Remenber, the boiler is made of thousands of individual tubes, and it only takes the failure of one tiny tube to force the entire boiler to be shutdown. Therefore the governing deisgn philosphy is to design all tubes to be adequate to survive the "worst tube" operating conditions, given that there will be unbalances in flow and temperature of fluid and gases .

"...when logic, and proportion, have fallen, sloppy dead..." Grace Slick
 
And eventually surface contamination and thickening oxide scale will have the effect of increasing metal temperature.

"Everyone is entitled to their own opinions, but they are not entitled to their own facts."
 
Note that Davefitz' answer assumes you have more information than what you stated. If you assume heat is being transferred across a surface, you can't assume average temperature is equal to the cool side, which is what it sounds like you were hoping to do.
 
Thanks everyone for the effort.

Maybe if I give a couple of examples, it could be easier to answer.
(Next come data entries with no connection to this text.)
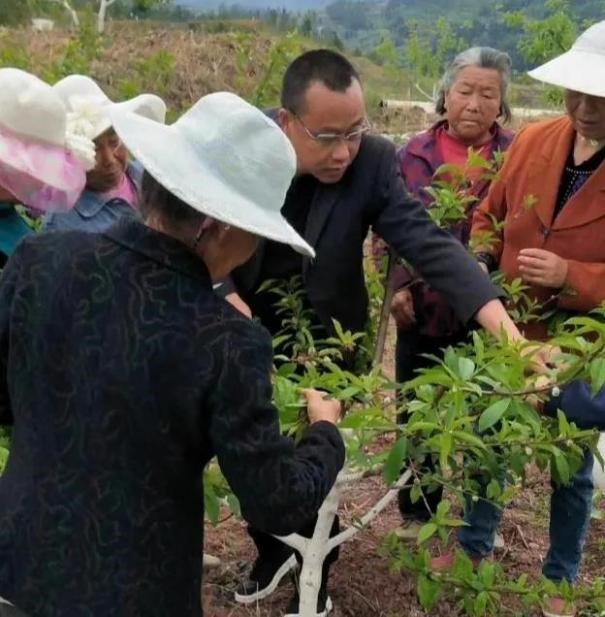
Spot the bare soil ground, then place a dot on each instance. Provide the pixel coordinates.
(361, 583)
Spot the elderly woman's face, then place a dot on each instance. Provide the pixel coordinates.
(112, 158)
(587, 114)
(473, 103)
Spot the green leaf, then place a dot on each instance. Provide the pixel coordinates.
(470, 439)
(493, 414)
(394, 462)
(211, 503)
(480, 606)
(597, 374)
(447, 442)
(466, 368)
(426, 532)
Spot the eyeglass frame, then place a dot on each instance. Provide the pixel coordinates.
(329, 140)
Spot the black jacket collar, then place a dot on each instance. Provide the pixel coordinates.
(159, 247)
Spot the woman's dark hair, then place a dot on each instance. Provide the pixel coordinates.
(320, 65)
(170, 209)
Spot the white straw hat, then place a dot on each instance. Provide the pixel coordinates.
(88, 106)
(582, 68)
(41, 163)
(224, 158)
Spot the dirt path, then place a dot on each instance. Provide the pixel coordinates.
(361, 584)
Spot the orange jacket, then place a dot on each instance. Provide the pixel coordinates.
(524, 196)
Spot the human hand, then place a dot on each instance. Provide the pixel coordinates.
(536, 388)
(235, 301)
(402, 309)
(320, 408)
(543, 268)
(543, 356)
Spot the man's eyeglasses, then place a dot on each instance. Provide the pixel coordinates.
(332, 139)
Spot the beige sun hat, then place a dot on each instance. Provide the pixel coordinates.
(89, 107)
(223, 157)
(42, 163)
(582, 68)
Let's say a 60-barg boiler with a superheated steam of 540 deg.C, and the feedwater temperature is 107 deg. C.

The saturation temperature would be 277 deg. C. In the furnace, the waterwall tubes and the platen superheaters are exposed to radiant heat, so what would be the estimated metal temperature? In the case of convective tubes, it would be subjected to lower temperatures, so what would be the metal temperature, and the economizer, what would be the estimated temperature?

If someone has a way to figure out these estimates, I appreciate it very much.